A qualified association is the UML equivalent of a programming concept variously known as associative arrays, maps, hashes, and dictionaries. Figure 5.10 shows a way that uses a qualifier to represent the association between the Order and Order Line classes. The qualifier says that in connection with an Order, there may be one Order Line for each instance of Product.

Figure 5.10. Qualified association

graphics/05fig10.gif

From a software perspective, this qualified association would imply an interface along the lines of

class Order ...
  public OrderLine getLineItem(Product aProduct);
  public void addLineItem(Number amount, Product forProduct);

Thus, all access to a given Order Line requires a Product as an argument, suggesting an implementation using a key and value data structure.

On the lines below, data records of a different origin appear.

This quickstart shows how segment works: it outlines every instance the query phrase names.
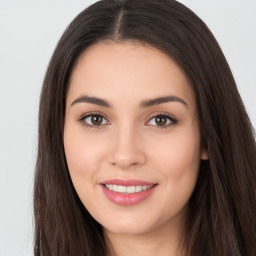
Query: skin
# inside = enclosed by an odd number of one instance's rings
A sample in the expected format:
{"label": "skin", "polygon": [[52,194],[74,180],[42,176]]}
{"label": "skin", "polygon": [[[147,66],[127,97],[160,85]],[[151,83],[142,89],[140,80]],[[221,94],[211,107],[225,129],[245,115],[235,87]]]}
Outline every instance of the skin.
{"label": "skin", "polygon": [[[82,95],[104,99],[110,107],[74,103]],[[185,104],[140,106],[170,95]],[[93,124],[90,114],[103,116],[101,125],[86,126]],[[159,114],[172,120],[165,118],[161,126]],[[170,57],[136,42],[88,48],[70,79],[64,147],[74,187],[103,226],[109,255],[177,255],[187,203],[207,152],[201,148],[193,90]],[[158,185],[146,200],[120,206],[100,185],[113,178]]]}

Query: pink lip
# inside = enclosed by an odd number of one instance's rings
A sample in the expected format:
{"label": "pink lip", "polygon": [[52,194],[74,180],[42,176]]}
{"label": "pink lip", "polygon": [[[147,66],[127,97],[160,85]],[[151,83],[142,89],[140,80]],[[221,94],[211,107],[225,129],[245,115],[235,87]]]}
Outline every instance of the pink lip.
{"label": "pink lip", "polygon": [[[107,189],[104,184],[115,184],[115,185],[121,185],[121,186],[153,186],[150,189],[129,194],[129,193],[118,193],[114,192],[112,190]],[[122,205],[122,206],[131,206],[138,204],[145,199],[147,199],[152,193],[155,191],[157,184],[140,181],[140,180],[119,180],[119,179],[113,179],[104,181],[101,183],[102,190],[104,192],[104,195],[113,203]]]}
{"label": "pink lip", "polygon": [[115,184],[120,186],[152,186],[156,183],[142,181],[142,180],[121,180],[121,179],[112,179],[102,181],[100,184]]}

It's common for people to get confused about the multiplicities of a qualified association. In Figure 5.10, an Order may have many Line Items, but the multiplicity of the qualified association is the multiplicity in the context of the qualifier. So the diagram says that an Order has 0..1 Line Items per Product. A multiplicity of 1 would indicate that Order would have to have a Line Item for every instance of Product. A * would indicate that you would have multiple Line Items per Product but that access to the Line Items is indexed by Product.

In conceptual modeling, I use the qualifier construct only to show constraints along the lines of "single Order Line per Product on Order."